Oregon: Right to Work Would Create 110,000 New Jobs

According to a new study by Cascade Policy Institute, if Oregon were to allow workers the freedom to choose to be a member of a union and allow businesses to hire non-union workers, it would lead to 110,000 new jobs.  The high cost of employing union workers drives many businesses away from forced-union states.  A Right to Work Oregon would also lead to 14 percent more taxpaying families moving to Oregon each year and $2.7 billion more in wages and salaries for Oregonians.

 

Written by Randall Pozdena and Eric Fruits, the same Oregon economists who analyzed the negative impact of tax measures 66 and 67, the Right to Work study concludes that enacting Right to Work legislation this year would lead to:

• 50,000 more people working here in five years; 110,000 more working here in ten years.

• $2.7 billion more in wage and salary income in five years; $7.0 billion more in ten years.

• 14 percent more taxpaying families per year moving into Oregon from non-right-to-work states.
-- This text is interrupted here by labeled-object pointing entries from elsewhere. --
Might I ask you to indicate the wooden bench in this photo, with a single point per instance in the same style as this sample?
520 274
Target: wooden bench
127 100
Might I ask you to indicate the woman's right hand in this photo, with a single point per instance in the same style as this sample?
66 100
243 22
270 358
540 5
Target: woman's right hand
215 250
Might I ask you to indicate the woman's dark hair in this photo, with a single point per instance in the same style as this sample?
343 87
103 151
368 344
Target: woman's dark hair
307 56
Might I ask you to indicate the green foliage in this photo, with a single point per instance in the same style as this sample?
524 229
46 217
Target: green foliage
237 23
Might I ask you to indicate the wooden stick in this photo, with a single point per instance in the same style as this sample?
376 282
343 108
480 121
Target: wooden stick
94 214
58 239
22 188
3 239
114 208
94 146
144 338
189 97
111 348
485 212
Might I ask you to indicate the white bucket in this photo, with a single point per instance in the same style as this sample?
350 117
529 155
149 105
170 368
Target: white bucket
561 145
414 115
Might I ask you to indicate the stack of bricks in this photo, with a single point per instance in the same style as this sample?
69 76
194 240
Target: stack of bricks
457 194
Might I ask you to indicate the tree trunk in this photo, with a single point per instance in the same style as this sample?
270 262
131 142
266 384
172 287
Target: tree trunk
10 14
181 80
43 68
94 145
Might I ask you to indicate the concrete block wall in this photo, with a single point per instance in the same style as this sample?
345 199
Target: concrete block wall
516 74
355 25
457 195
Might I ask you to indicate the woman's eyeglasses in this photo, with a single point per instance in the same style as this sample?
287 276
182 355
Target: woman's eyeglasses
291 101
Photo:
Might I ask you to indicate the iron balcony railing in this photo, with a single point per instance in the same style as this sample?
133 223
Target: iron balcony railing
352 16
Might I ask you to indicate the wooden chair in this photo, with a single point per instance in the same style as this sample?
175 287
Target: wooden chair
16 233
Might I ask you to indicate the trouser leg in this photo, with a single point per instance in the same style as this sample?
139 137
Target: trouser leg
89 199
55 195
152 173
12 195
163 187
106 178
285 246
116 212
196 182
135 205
Cascade Senior Policy Analyst and founder Steve Buckstein praised the study for not only finding a correlation between right-to-work policy and economic growth, but for actually pointing to a causal link. In other words, Buckstein stated:  We conclude that the right to work actually contributes to more employment, higher incomes, more net in-migration of taxpaying households and faster economic growth. It is, therefore, a policy we believe Oregon should adopt.

The only question we have is — What is Oregon waiting for?